American College of Physicians: Internal Medicine — Doctors for Adults ®


Physician groups unite for universal coverage

From the July/August 1999 ACP-ASIM Observer, copyright 1999 by the American College of Physicians-American Society of Internal Medicine.

ACP-ASIM is working with six other major medical associations to make universal coverage a key issue in next year's presidential and congressional elections.

At a Washington press conference in late June, the Physicians' Work Group on Universal Coverage, which is chaired by College President Whitney W. Addington, FACP, announced a campaign to move the plight of the uninsured to the forefront of the national political agenda. There are currently 43 million Americans with no health insurance, a figure that analysts say could reach 48 million by 2004 if no action is taken.

"The 2000 election gives us the opportunity to promote universal coverage as an issue, and the booming economy gives us the means to turn this wish into a reality," said Dr. Addington, who was the press conference's headline speaker. "There is no reason to delay any longer."

In a statement, Dr. Addington announced that the ACP-ASIM Board of Regents will consider a plan this month to devote $1 million of College funds to promote the issue of universal coverage during the upcoming elections. That money would support educational efforts; paid advertising for public affairs campaigns; polls, studies and conferences; and grassroots efforts to help mobilize College chapters and patients to convince candidates to take a stand on universal coverage.

According to Dr. Addington, the coalition's other medical societies—the AMA, the American Academy of Family Physicians (AAFP), the American Academy of Pedi-atrics, the American College of Emergency Physicians, the American College of Obstetricians and Gynecologists, and the American College of Surgeons—will also contribute financial and organizational resources.

Guiding principles

In addition to providing funding, coalition members have agreed on the following three key concepts:

  • All Americans must have health care coverage.
  • That coverage should offer quality benefits.
  • Medical necessity should be based on generally accepted standards of medical practice that are supported by outcomes-based evidence.

While several of the coalition's member groups have in the past suggested different ways to solve the problem of the uninsured—the College unveiled a tax credit proposal in April, for example—they are united in challenging political leaders to pledge their support for universal coverage.

The coalition's leaders are hoping that their show of unity will help kick start interest in the problem of the uninsured. Since the demise of the Clinton health plan, policy-makers have shied away from comprehensive plans that address the lack of coverage.

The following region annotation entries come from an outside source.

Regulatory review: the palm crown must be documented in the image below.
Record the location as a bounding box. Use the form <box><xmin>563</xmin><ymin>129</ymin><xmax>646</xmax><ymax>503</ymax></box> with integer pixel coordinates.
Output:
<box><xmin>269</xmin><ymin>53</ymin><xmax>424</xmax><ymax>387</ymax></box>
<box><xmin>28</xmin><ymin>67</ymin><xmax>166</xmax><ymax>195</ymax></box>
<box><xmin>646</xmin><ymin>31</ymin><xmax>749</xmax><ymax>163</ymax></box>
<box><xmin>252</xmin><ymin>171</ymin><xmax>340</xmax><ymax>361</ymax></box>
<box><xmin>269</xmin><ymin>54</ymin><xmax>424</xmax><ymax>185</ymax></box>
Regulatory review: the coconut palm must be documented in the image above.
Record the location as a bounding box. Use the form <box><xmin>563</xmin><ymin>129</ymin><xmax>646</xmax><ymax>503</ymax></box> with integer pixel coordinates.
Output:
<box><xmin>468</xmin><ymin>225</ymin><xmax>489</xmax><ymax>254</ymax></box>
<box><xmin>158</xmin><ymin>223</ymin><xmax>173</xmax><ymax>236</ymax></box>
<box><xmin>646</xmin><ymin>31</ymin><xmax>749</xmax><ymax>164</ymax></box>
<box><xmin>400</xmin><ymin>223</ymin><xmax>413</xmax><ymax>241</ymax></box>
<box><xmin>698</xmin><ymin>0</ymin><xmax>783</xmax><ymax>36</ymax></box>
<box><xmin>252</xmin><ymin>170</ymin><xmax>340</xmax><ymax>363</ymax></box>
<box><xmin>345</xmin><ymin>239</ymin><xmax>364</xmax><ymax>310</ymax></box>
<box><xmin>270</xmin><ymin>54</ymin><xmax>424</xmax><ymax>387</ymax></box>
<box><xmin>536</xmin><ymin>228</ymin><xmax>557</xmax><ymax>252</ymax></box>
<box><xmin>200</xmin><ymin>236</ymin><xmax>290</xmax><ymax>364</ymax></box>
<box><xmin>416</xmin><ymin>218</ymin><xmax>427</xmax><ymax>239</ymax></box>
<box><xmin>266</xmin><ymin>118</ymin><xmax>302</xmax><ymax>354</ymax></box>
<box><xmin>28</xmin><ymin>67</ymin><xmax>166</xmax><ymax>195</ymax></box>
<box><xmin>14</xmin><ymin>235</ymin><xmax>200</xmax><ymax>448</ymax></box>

"The way it looks now, no candidate may be willing to make the status of health insurance availability to Americans a major part of their agenda," said Robert Graham, MD, AAFP executive vice president. While there have been some recent efforts to extend coverage to children and to craft a patients' bill of rights, he said that the country appears to be "losing ground" when it comes to giving everyone basic health care benefits.

Preparing for elections

While organizers said it was purely coincidental that the coalition held its inaugural press conference on the same day that presidential contenders were arriving in Iowa, the timing may be a good indication of how the coalition plans to operate. Robert B. Doherty, the College's Senior Vice President for Governmental Affairs and Public Policy, emphasized that the upcoming presidential race was a critical factor in the formation of the coalition and will be a key target of its national advocacy efforts.

"Decisions about what issues will be top-tier issues in the presidential and congressional campaigns are being made right now," Mr. Doherty said. "We are trying to influence the candidacies of both parties, particularly on the presidential level."

He was also quick to point out that the June press conference was not a "one-shot deal" held simply to highlight the problems of the uninsured, but the start of an 18-month-long campaign which will include subsequent press events in states with key presidential and congressional primaries.

Mr. Doherty also noted that recent calls for universal coverage by other health care organizations—the Catholic Health Association called for universal coverage in May—are a sign that access to care is becoming a focal point of health care stakeholders. "But there's a lag," he said. "The stakeholders are ahead of the policy-makers."

Coalition leaders are hopeful that with their influence they can bring politics—and even others in health care—up to speed. In a telephone interview, Dr. Addington acknowledged that some physicians still tend to think that the lack of health care coverage merely translates into longer waiting times at emergency rooms. He added, however, that many more physicians now recognize that the growing number of the uninsured represents a public health disaster.

"Cutting across all socioeconomic status indicators, your outcomes are worse if you're uninsured," said Dr. Addington, who likened the effects of the lack of insurance to a lack of vaccinations or the impact of drug abuse. "Every physician has patients who don't seek care until it's very late or who don't fill prescriptions or follow recommendations, because they can't afford to.